W3C

HCLS

27 Aug 2007

See also: IRC log

Attendees

Present
Alan DanielRuben Don_Doherty Kei_Cheung P14 P19 Scott_Marshall Susie ericP matthiassamwald
Regrets
Chair
Susie
Scribe
ericP

Contents


<scribe> ACTION: Susie to ask Johnathan what he needs for TAG access [recorded in http://www.w3.org/2007/08/27-BioRDF-minutes.html#action01]

ericP: not sure what more direct access there could be

Demo extensions - Alan

Use cases - All

Documentation of SenseLab conversion - Kei

Kei: we have created a wiki page documenting the senslab conversion

<matthiassamwald> http://esw.w3.org/topic/HCLS/Senselab_Conversion

Kei: we converted NeuronDB to RDF and later to OWL
... in this, we learned ontology design features
... was focused on the NeuronDB database structure
... matthiassamwald joined the team and helped convert to a more generic OWL structure
... that data was used in the Banff demo
... contents of Senelab's native DB change from time to time
... working out how to reflect in RDF
... considering two-step approach:
... - syntactic conversion to RDF
... ... automated
... - semantic conversion to OWL
... ... needs human intervention
... .
... had a meeting with some HCLS folks about conversion process
... want to make sure we follow best practices and that we track the demo ontology changes

Susie: what's the goal, W3C note?

Kei: not sure. this is just an initial version
... want feedback from more people
... suggestions?

Susie: given that you are grappling with modeling/data/ontology changes, can you call it finished in say, a month?
... and then release future [coherent] versions

Kei: seems reasonable

ericP: let me know if you'd like to publish it as a SPARQL interface to your database

Kei: may be easier with a complete RDF dump
... but some folks may wish to access the DB directly [with queries]

Susie: senselab is in Oracle?
... could publish in MySQL and use mapping stuff we're working on [SPASQL]

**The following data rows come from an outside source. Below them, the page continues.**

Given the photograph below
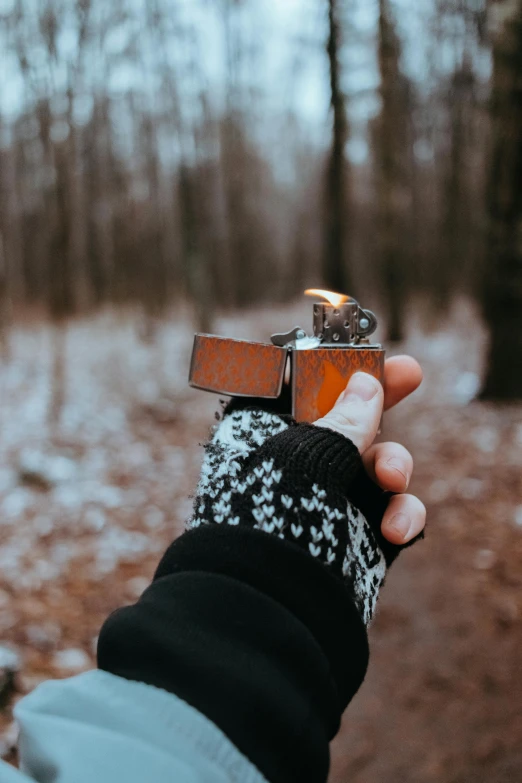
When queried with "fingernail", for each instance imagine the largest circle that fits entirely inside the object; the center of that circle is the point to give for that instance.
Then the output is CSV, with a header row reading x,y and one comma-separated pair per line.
x,y
398,464
362,386
401,523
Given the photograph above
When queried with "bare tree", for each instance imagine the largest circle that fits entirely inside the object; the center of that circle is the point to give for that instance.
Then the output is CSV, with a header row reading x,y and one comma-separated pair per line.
x,y
502,294
393,146
336,273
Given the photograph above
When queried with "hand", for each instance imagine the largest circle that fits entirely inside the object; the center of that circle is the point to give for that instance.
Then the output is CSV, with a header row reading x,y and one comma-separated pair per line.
x,y
357,415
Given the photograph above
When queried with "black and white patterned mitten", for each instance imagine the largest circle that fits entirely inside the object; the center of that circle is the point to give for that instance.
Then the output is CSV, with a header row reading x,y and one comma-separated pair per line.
x,y
304,484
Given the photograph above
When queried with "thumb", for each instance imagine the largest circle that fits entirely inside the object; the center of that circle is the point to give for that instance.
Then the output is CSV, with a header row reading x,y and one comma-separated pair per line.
x,y
357,413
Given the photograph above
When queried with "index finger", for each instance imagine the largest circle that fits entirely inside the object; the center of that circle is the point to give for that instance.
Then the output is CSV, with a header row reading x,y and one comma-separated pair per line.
x,y
402,375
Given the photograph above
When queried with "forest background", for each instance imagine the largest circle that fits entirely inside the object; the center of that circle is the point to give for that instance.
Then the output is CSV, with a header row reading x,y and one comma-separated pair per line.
x,y
172,165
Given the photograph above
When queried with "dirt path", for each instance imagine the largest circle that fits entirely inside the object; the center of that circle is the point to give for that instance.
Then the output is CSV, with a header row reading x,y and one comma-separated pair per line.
x,y
85,514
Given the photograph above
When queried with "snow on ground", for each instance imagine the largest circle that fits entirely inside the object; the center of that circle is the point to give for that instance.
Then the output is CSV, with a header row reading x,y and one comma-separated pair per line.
x,y
87,507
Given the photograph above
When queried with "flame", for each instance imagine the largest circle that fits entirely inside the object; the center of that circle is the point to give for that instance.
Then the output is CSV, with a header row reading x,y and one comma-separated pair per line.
x,y
334,299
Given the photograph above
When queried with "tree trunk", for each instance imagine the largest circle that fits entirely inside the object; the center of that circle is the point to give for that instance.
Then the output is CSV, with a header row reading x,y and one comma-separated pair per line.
x,y
393,181
502,298
335,272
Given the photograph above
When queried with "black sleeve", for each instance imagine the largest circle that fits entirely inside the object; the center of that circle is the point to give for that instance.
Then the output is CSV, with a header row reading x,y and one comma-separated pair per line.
x,y
255,634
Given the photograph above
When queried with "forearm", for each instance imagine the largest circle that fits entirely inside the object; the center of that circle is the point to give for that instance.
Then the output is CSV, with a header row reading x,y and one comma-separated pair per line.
x,y
254,634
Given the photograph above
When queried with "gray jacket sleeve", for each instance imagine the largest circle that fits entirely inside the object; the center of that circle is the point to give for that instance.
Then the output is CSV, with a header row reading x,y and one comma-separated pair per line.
x,y
99,727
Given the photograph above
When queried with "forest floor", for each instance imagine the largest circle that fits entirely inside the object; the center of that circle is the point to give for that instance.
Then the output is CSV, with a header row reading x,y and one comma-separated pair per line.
x,y
87,506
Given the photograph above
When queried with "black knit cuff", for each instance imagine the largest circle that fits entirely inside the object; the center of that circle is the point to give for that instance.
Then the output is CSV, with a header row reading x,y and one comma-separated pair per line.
x,y
317,454
290,577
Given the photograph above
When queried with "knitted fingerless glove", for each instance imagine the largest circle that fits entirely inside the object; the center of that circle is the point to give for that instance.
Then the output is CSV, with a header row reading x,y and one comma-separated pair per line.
x,y
304,484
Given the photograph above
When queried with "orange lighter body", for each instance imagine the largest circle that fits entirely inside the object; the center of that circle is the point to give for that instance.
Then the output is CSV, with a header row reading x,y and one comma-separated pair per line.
x,y
319,366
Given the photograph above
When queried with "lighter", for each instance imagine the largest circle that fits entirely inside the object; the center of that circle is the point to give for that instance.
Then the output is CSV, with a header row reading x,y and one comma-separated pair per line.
x,y
317,368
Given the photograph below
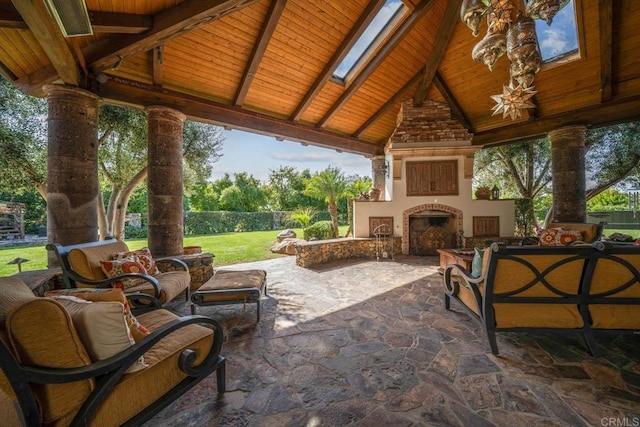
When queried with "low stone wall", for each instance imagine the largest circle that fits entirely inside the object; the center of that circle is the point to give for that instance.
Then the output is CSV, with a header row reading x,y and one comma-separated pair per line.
x,y
318,252
200,267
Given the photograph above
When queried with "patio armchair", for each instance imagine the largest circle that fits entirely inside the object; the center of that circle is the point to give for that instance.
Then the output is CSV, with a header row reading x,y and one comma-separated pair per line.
x,y
65,361
82,266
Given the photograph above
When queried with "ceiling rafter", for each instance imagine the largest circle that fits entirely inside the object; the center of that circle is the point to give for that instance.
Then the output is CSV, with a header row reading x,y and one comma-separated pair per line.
x,y
50,38
10,17
397,97
132,93
455,108
363,22
101,22
266,32
167,25
437,53
407,25
593,115
606,45
124,23
157,65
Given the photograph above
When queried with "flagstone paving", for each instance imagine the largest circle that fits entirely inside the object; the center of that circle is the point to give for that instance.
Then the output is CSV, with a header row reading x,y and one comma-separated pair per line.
x,y
370,343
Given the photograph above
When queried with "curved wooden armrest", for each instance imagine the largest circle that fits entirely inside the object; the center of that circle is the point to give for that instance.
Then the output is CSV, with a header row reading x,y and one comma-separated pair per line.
x,y
108,283
110,371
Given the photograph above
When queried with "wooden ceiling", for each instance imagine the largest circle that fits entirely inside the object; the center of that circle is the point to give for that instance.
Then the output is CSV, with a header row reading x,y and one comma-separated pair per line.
x,y
265,66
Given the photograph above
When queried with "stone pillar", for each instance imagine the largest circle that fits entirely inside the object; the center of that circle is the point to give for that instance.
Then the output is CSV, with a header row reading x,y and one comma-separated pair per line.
x,y
378,172
165,180
72,166
568,172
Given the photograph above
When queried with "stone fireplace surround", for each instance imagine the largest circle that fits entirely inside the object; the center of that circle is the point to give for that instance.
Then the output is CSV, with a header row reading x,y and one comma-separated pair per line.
x,y
445,209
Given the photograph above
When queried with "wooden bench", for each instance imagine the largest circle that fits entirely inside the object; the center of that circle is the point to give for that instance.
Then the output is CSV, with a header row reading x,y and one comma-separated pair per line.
x,y
568,289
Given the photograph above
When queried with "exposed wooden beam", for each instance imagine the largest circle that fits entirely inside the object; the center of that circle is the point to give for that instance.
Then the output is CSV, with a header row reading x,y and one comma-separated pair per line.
x,y
10,17
445,32
606,29
7,73
50,38
391,44
167,25
593,116
342,51
122,91
456,110
123,23
158,70
266,32
397,97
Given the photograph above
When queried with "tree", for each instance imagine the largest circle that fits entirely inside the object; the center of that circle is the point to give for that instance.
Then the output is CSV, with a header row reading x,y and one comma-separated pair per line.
x,y
356,187
23,140
328,185
521,170
123,159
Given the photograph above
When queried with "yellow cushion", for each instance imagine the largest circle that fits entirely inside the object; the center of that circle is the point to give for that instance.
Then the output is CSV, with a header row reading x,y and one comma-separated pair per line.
x,y
172,283
138,331
138,390
102,327
86,261
537,316
42,334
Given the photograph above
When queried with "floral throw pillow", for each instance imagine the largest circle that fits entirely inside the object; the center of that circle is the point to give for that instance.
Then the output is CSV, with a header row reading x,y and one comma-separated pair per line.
x,y
144,257
558,237
118,267
138,331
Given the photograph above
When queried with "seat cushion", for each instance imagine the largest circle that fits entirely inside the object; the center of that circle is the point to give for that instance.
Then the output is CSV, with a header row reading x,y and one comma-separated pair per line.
x,y
55,346
172,283
138,390
86,261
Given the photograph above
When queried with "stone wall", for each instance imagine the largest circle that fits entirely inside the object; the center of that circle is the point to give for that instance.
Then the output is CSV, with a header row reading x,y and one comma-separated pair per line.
x,y
318,252
200,267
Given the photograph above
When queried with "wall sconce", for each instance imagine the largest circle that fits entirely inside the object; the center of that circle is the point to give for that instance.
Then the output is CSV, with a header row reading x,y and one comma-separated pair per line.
x,y
385,168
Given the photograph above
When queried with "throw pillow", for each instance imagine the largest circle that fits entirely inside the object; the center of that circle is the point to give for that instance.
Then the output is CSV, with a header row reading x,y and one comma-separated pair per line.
x,y
476,263
138,331
118,267
101,326
144,257
558,237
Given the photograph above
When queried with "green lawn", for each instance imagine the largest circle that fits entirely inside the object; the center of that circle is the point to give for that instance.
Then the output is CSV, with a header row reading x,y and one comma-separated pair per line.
x,y
229,248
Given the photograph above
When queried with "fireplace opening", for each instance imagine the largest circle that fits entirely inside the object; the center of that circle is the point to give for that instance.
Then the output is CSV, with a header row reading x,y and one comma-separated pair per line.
x,y
430,231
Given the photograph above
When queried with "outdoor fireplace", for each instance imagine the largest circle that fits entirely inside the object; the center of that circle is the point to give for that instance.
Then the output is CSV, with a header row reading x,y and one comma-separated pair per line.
x,y
427,228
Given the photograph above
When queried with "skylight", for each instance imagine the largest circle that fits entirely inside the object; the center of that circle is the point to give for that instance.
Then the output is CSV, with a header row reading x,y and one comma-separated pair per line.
x,y
560,39
371,38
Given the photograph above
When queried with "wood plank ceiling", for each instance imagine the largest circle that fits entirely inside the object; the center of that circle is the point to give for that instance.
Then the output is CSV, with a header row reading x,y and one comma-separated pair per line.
x,y
266,66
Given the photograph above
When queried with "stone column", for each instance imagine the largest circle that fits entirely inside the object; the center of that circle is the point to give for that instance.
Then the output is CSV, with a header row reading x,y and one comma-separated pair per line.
x,y
568,172
378,172
165,180
72,166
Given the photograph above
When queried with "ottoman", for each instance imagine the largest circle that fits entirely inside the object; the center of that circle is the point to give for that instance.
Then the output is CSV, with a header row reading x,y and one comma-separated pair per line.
x,y
231,287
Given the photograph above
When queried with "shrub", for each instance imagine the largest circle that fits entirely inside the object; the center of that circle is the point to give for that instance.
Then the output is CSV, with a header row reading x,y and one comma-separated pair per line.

Kei: yes, interested in working on mapping

Demo extensions - Alan

Don: not on extension yet; still working on installation
... ran into glitch on loading DBs
... we have Virtuoso installed
... running into problem with perl script
... AlanR is helping

Susie: any progress on the poster?

Don: will be ready to talk about poster in about two weeks
... want to dive into matthiassamwald's poster and target to a neuroscience audience

matthiassamwald: will upload my demo to a server and send a pointer to public-semweb-lifesci

Susie: AlanR is working with DERI to install DB

alanr: DERI has machine back up
... not sure if they've installed Virtuoso
... considering hiring someone to write install scripts
... my schedule should be more calm now
... expect progress in next couple weeks

Susie: hosted at MIT in the interim?

alanr: yes. dunno if we will always host it

Susie: EricN is working on UI
... we considered working with UI experts, but seems we don't want to do that now

alanr: I have an idea for a UI; am looking for an implementor
... idea: wiki page with queries
... ... fill in a form to tailor the queries on the wiki
... ... and an interface to add specific predicates and structures for say, MESH
... .

ScottM: very interested, but don't want to commit to time

matthiassamwald: I will be starting in DERI in october/november

alanr: would like an auto-completer like for google search in firefox

<matthiassamwald>

[ discussion of related libraries, including leeet and a Sesame-tailored completion engine ]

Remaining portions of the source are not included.